Rollup - Error in readListPart()

Report a Dgraph Bug

What version of Dgraph are you using?

Dgraph Version
$ dgraph version
 
[Decoder]: Using assembly version of decoder
Page Size: 4096

Dgraph version   : v20.11.0
Dgraph codename  : tchalla
Dgraph SHA-256   : 8acb886b24556691d7d74929817a4ac7d9db76bb8b77de00f44650931a16b6ac
Commit SHA-1     : c4245ad55
Commit timestamp : 2020-12-16 15:55:40 +0530
Branch           : HEAD
Go version       : go1.15.5
jemalloc enabled : true

Have you tried reproducing the issue with the latest release?

no

What is the hardware spec (RAM, OS)?

kubernetes(gke) 3 alphas, 1 group - 10core, 10GB ram each, 512Gi ssds.

Steps to reproduce the issue (command/config used to run Dgraph).

Normal helm install from chart.
While troubleshooting slowness while inserting, seeing errors in the logs of all 3 alphas:

W0316 05:37:45.883308      21 mvcc.go:132] Error failed when calling List.rollup: while encoding: cannot iterate through the list: cannot initialize iterator when calling List.iterate: cannot read initial list part for list with base key 00000c6a622d68756e742e6e616d65020a633161: could not read list part with key 04000c6a622d68756e742e6e616d65020a6331610000000000000001: Key not found rolling up key [0 0 12 106 98 45 104 117 110 116 46 110 97 109 101 2 10 99 49 97]
W0316 05:37:48.406653      21 mvcc.go:132] Error failed when calling List.rollup: while encoding: cannot iterate through the list: cannot initialize iterator when calling List.iterate: cannot read initial list part for list with base key 00000c6a622d68756e742e6e616d65020a633239: could not read list part with key 04000c6a622d68756e742e6e616d65020a6332390000000000000001: Key not found rolling up key [0 0 12 106 98 45 104 117 110 116 46 110 97 109 101 2 10 99 50 57]

(I have given you a couple lines of it here to show its many keys) ~1800 of these log entries in 2hr.
I have traced this through the code in v20.11.0 and have come to this function. Seems to be a badgerdb error from txn.Get(). The cluster is 84 days old.

I am wondering if this means whatever is at that key is corrupt? I have seen this before on my development system and ended up just wiping it and trying again. This is in our production system for a live application so any help would be appreciated.

I also currently have a few of these:

E0316 06:28:51.040291      19 log.go:32] Unable to read: Key: [0 0 12 106 98 45 104 117 110 116 46 110 97 109 101 2 10 45 112 111], Version : 90863807, meta: 70, userMeta: 8 Error: file with ID: 1966 not found

which is a error I had reported with this issue in december of last year on the RC of v20.11

I have the Error failed when calling List.rollup on a cluster I spun up 2 weeks ago as well. From where this error comes from(reading the posting list) it would surprise me if it was benign.

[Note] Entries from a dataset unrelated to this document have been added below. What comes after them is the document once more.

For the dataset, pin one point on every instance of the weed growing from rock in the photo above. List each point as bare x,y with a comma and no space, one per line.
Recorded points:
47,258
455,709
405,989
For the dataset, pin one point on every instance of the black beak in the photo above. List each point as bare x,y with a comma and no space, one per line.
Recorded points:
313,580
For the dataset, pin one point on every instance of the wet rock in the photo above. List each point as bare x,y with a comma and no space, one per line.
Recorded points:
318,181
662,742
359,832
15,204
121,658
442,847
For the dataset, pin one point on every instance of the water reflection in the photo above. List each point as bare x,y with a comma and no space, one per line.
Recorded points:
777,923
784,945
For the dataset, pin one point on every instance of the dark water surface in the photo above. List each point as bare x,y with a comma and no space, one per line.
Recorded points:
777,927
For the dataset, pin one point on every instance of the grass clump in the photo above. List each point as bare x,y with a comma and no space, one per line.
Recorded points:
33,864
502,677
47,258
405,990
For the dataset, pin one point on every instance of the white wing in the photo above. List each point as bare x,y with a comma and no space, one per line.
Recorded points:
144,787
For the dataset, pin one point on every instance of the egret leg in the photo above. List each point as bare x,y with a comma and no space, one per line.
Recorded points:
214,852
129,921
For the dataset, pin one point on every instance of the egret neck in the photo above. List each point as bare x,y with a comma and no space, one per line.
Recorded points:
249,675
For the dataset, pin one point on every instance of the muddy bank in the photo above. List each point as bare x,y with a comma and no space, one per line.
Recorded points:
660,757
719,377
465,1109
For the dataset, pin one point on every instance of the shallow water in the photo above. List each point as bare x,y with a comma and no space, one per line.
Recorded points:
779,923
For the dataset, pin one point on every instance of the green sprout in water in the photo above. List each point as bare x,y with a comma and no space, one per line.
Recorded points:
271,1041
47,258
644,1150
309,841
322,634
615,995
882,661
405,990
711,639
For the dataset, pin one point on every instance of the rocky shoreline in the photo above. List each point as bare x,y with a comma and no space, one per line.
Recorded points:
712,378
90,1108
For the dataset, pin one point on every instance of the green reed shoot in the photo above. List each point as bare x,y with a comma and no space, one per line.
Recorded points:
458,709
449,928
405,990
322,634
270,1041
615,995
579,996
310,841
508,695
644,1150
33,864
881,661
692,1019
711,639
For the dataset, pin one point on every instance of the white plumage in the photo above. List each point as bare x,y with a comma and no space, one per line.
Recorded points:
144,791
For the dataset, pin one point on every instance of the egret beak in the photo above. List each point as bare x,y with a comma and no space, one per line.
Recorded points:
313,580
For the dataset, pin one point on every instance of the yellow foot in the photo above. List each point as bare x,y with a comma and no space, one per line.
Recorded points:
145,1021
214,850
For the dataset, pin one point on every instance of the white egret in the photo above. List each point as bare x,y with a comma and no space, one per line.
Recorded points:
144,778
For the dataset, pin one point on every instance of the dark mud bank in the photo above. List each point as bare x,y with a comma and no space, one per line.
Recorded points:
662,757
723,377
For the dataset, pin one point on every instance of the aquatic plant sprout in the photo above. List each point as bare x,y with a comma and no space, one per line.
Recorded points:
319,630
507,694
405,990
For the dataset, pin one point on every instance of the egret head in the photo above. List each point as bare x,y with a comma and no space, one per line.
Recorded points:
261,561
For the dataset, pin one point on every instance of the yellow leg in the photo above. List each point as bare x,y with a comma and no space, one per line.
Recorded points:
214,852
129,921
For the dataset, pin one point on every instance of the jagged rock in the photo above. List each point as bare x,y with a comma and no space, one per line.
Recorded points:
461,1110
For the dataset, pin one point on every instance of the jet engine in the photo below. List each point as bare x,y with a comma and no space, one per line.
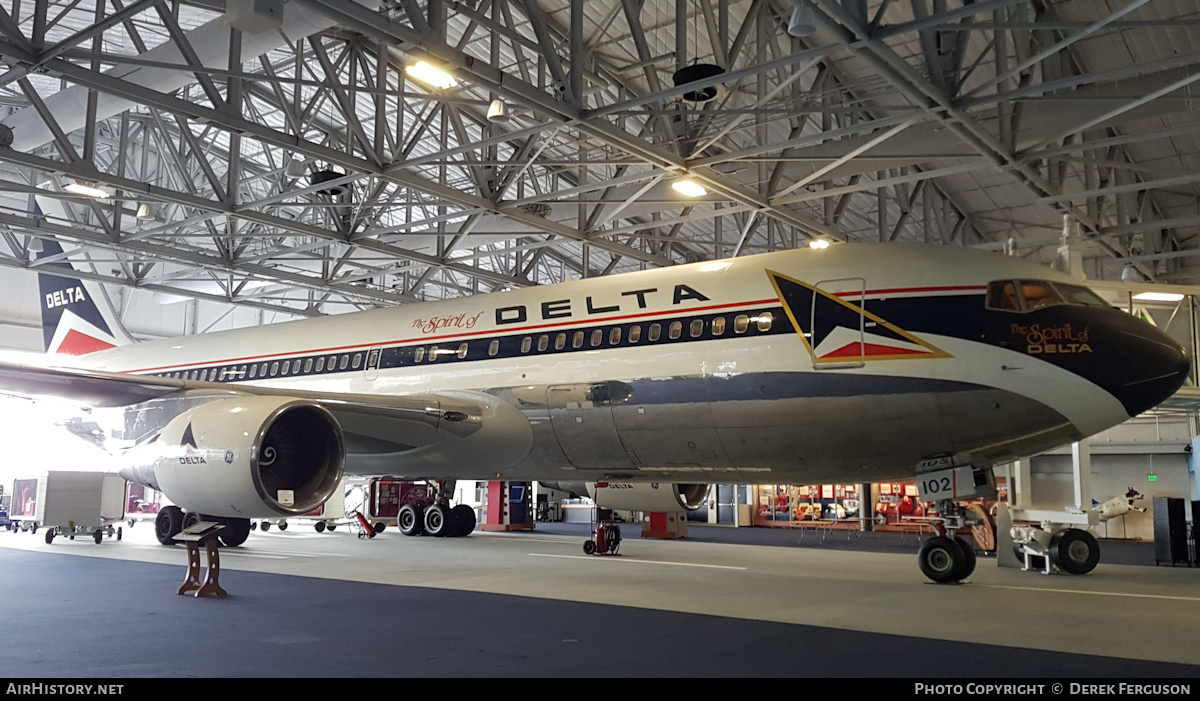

Anyone else see this on their clusters?

@iluminae are you still having this issue? I have no idea what is it. But if you still have it, I can ping someone.

yep, ~4100 times in 8h on one of my alphas, 51 times on another (over 30m actually), 0 on the third (in the non-rotated logs anyway).

note this is the same cluster as this issue with an alpha being completely behind on raft applied index. The 4100 is not on the one with a super behind RAFT.